China on Wednesday reacted sharply to the United States move to exclude it along with India from the list of countries exempted from sanctions for importing crude oil from Iran, saying it is opposed to any unilateral action without United Nations authorisation.
"China always opposed to one country imposing unilateral sanctions against another based on domestic laws and will not accept such sanctions to be imposed on to a third country," Chinese Foreign Ministry spokesman, Hong Lei told media in Beijing.
He was reacting to the US move to exempt Japan and 10 EU countries from financial sanctions for importing oil from Iran on the ground that they have significantly cut purchases of oil from Tehran.

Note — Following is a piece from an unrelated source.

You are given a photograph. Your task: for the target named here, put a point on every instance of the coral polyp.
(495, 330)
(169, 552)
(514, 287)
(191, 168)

The list however excludes China and India who are the biggest importers of Iranian oil. Hong said China which is a major developing country bought crude oil from Iran through normal channels "which is understandable, reasonable and justifiable."
"It is not violation of any UN resolution or impairs the interests of any third party or international community," he said.
The US move came amid reports that China has cut down imports from Iran by more than half in the first quarter of 2012 putting pressure on Tehran to give better rates for its imports in view of threats of sanctions.
According to some reports the cuts would amount to 14 per cent of last year's imports. However, it was apparently not good enough for US to take them into consideration.
Hong, however, cautiously reacted to the US move to impose lighter than expected tariffs on solar panel imports from China.
The US Department of Commerce announced on Tuesday that a preliminary investigation found that Chinese solar panel makers have received government subsidies of 2.9 per cent to 4.73 per cent and decided to levy the same amount of tariffs on Chinese imports.
The move was virtually welcomed by Chinese manufacturers as earlier reports said US plans to impose 30 per cent duty on solar panel imports from China.
Hong said the trade volumes between the two countries are so high that it is natural for both sides to have disputes.
But the disputes should be resolved through friendly consultations.
"We should not allow such frictions the difference to impair sound and steady development economic relations," he said.